Why Jesus had to be a man

1.  He had to be a man to generate real historical righteousness. He had to produce real righteousness by the genuine volitional act of a real human being. The New Testament revelation requires that real humanity produce real historical righteousness as the basis or qualification to go to the cross. It is that generation of creaturely righteousness through a human Saviour that is imputed to man so that we can be saved.

2.  Priestly qualification. He can't be a priest without being human; He can't be a mediator without being human.

3.  To be our representative as the second Adam. He can't be a second Adam without being fully human.

4.  His absolute revelation of God. Jesus had to be God so that when we see Jesus we see God. If he is just a man then He doesn't present to us what God is like. He is the full expression of God, according to John chapter one.

5.  He had to be fully man to fulfil the Davidic covenant.

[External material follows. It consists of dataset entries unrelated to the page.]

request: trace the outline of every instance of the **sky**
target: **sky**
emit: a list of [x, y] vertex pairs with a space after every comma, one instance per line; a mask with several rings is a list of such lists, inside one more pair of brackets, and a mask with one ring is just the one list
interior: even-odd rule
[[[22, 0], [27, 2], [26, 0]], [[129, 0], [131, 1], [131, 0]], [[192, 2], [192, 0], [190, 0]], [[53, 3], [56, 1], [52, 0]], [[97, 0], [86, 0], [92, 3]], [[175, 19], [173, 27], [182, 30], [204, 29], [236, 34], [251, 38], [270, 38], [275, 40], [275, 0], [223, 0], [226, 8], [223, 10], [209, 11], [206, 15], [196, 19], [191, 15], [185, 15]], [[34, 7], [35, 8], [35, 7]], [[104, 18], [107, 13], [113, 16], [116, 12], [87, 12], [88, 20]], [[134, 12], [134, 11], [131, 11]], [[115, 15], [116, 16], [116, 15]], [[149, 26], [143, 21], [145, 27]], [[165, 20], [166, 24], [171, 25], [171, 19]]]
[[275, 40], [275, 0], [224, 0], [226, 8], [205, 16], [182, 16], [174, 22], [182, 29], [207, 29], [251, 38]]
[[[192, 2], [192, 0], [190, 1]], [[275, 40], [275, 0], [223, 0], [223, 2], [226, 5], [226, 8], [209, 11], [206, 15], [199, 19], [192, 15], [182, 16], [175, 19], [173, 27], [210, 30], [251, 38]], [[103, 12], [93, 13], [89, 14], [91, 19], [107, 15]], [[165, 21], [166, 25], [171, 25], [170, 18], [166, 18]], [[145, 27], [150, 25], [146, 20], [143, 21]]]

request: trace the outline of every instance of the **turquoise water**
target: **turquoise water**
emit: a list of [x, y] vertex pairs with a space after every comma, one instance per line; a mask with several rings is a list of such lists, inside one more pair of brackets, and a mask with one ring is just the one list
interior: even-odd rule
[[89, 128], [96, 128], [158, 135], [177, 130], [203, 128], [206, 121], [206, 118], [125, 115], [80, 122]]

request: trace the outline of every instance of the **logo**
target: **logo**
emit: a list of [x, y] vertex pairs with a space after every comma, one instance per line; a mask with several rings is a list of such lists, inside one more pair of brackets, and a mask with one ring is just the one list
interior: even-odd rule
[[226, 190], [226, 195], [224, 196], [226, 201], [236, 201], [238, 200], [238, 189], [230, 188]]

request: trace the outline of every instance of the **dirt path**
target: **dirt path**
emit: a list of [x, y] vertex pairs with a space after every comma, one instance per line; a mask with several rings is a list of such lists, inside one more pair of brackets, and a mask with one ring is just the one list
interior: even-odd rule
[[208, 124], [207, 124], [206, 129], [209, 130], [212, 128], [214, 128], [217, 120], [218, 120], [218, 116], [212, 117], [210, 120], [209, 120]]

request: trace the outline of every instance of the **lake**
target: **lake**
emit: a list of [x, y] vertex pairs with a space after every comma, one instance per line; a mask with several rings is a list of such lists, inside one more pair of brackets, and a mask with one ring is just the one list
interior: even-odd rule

Philip Schaff makes the following comment about the importance of understanding the full incarnation of Christ:

"Regarding half-Docetic incarnation the church could not possibly accept such a view of a mutilated and stunted humanity of Christ, despoiled of its loyal head and such a merely partial redemption as this inevitably involved. The incarnation of the Logos is His becoming completely man. It involves, therefore, the assumption of the entire undivided nature of man, spiritual and bodily, with the sole exception of sin; which, in fact, belongs not to the original nature of man but has had entered from without." So to be a redeemer Christ must also be fully man.